The ability to alternate between sitting and standing is present when a worker has the flexibility to choose between sitting or standing as needed when this need cannot be accommodated by scheduled breaks and/or lunch period.
Lifting is raising or lowering an object from one level to another. Lifting can include an upward pulling motion. Carrying is to transport an object – usually by holding it in the hands or arms, or wearing it on the body.
Pushing is exerting force upon an object so that the object moves away from the origin of the force. Pulling is exerting force upon an object so that the object moves toward the origin of the force. Pushing or pulling may involve use of hands or arms and/or feet or legs done with one side of the body or both sides.
Extending the arm(s) with the hand(s) higher than the head and one of these conditions exist: (1) A person bends the elbows, and the angle at the shoulders is about 90 degrees or more, or (2) A person keeps the elbow extended, and the angle at the shoulder is about 120 degrees or more.
Reaching at or below the shoulder is present when there is ‘Reaching,’ but it does not meet the threshold for ‘Overhead.’ ‘Overhead’ and ‘At or Below the Shoulder Reaching’ can be present in the same task.
Entering text or data into a computer or other machine by means of a traditional keyboard. Traditional Keyboard refers to a panel of keys used as the primary input device on a computer, typographic machine or 10-Key numeric keypad.

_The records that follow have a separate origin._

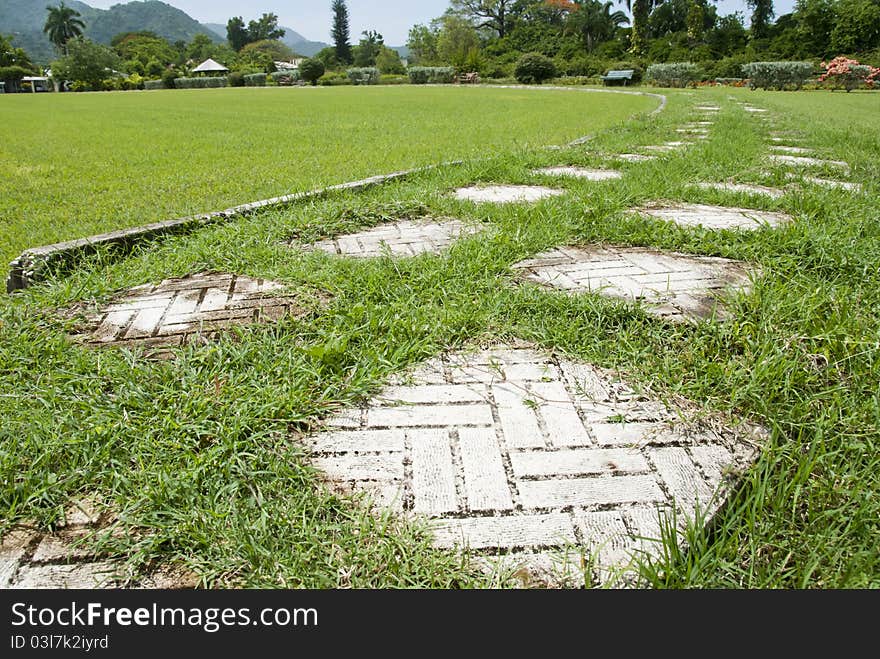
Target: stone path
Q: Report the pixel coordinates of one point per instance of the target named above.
(32, 559)
(747, 188)
(579, 172)
(404, 238)
(515, 452)
(714, 217)
(674, 286)
(800, 161)
(499, 194)
(177, 310)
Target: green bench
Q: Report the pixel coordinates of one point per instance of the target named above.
(618, 77)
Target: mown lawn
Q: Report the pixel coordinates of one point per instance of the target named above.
(79, 164)
(199, 455)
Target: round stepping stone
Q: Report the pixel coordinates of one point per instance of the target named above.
(404, 238)
(675, 286)
(499, 194)
(828, 183)
(714, 217)
(748, 188)
(176, 310)
(795, 150)
(634, 157)
(800, 161)
(578, 172)
(512, 451)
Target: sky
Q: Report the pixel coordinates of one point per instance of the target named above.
(391, 18)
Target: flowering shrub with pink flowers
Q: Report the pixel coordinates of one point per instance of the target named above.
(848, 74)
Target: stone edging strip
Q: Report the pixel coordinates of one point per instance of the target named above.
(31, 264)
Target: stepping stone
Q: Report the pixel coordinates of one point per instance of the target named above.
(404, 238)
(714, 217)
(511, 452)
(634, 157)
(30, 559)
(661, 148)
(824, 182)
(748, 188)
(500, 194)
(800, 161)
(177, 310)
(795, 150)
(578, 172)
(677, 287)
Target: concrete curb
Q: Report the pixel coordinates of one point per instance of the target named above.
(30, 266)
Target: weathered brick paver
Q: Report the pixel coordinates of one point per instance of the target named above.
(31, 559)
(500, 194)
(519, 455)
(169, 313)
(404, 238)
(748, 188)
(674, 286)
(713, 217)
(580, 172)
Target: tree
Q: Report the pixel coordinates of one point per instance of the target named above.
(311, 70)
(264, 28)
(86, 62)
(641, 11)
(340, 33)
(422, 44)
(456, 40)
(236, 33)
(762, 12)
(594, 22)
(368, 49)
(63, 23)
(493, 14)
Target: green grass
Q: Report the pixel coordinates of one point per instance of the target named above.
(200, 455)
(79, 164)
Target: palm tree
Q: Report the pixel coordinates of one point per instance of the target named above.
(595, 22)
(641, 10)
(63, 24)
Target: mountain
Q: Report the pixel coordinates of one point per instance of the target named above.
(292, 39)
(24, 20)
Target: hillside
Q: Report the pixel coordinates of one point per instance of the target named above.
(293, 39)
(24, 19)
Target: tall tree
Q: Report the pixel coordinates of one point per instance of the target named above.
(595, 22)
(493, 14)
(63, 23)
(762, 12)
(236, 33)
(641, 11)
(340, 32)
(264, 29)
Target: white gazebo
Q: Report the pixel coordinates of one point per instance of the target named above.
(210, 66)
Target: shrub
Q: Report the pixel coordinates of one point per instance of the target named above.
(534, 68)
(168, 78)
(286, 77)
(673, 74)
(435, 75)
(367, 75)
(200, 83)
(255, 80)
(848, 74)
(311, 70)
(777, 75)
(393, 79)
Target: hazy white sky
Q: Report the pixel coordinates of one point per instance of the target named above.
(391, 18)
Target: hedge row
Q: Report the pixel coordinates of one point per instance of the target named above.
(422, 75)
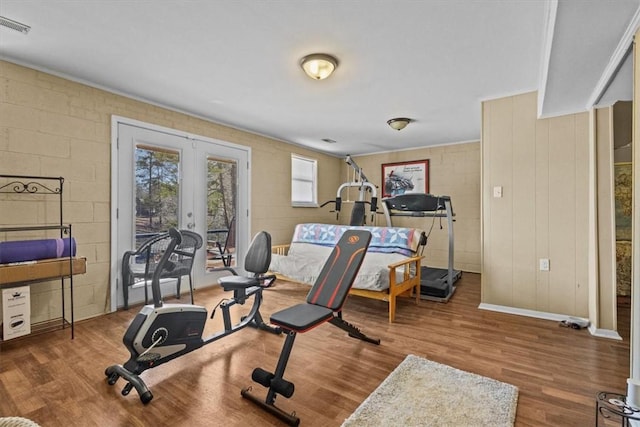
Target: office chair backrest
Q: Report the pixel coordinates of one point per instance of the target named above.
(258, 256)
(164, 265)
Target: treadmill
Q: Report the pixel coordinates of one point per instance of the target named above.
(436, 284)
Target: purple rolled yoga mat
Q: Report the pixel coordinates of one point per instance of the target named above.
(29, 250)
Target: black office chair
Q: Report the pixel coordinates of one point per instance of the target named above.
(140, 264)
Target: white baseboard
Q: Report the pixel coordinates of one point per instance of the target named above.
(596, 332)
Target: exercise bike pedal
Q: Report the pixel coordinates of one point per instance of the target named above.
(283, 387)
(262, 377)
(126, 389)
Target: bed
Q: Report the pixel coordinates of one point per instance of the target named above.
(390, 269)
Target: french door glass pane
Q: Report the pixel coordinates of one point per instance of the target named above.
(157, 191)
(222, 180)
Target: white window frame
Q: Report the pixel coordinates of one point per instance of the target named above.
(313, 163)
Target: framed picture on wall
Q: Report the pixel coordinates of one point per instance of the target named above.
(405, 177)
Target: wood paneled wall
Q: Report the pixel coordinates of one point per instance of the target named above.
(542, 167)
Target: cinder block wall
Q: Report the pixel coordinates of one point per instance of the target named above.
(56, 127)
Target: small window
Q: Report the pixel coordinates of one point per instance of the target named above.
(304, 175)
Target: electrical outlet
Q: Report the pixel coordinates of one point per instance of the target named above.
(544, 264)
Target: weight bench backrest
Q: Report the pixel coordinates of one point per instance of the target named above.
(339, 272)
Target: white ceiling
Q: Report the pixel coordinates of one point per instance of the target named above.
(236, 62)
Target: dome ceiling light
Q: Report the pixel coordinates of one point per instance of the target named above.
(319, 66)
(399, 123)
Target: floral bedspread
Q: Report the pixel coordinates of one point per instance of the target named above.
(400, 240)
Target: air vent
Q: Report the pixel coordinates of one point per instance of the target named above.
(14, 25)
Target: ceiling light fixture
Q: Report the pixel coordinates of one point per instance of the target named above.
(319, 66)
(14, 25)
(399, 123)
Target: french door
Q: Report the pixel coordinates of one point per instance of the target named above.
(164, 178)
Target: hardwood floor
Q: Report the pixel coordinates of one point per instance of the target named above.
(57, 381)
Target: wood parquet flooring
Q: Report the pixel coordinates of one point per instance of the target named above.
(57, 381)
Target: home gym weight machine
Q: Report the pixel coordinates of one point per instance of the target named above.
(360, 181)
(436, 284)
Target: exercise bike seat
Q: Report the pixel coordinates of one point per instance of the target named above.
(257, 261)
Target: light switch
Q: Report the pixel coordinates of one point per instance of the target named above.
(544, 264)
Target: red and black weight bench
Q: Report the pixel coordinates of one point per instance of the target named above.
(324, 304)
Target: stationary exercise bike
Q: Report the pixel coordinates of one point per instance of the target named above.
(162, 332)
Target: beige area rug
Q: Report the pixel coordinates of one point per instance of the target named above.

Seizing, holding, grasping, turning, or otherwise working with the hand(s). It is often present when lifting involves the hands. Note: Fingers are involved only to the extent that they are an extension of the hand to hold or operate a tool such as tin snips or scissors.
Touching, picking, pinching, or otherwise working primarily with fingers rather than the whole hand or arm as in gross manipulation.
Use of one or both feet or legs to move controls on machinery or equipment. Controls include, but are not limited to, pedals, buttons, levers, and cranks.
Driving is the operation of a motorized passenger vehicle or other vehicles such as tractor trailers, buses, equipment (e.g. forklifts, golf carts, riding mowers), trains, boats or aircraft.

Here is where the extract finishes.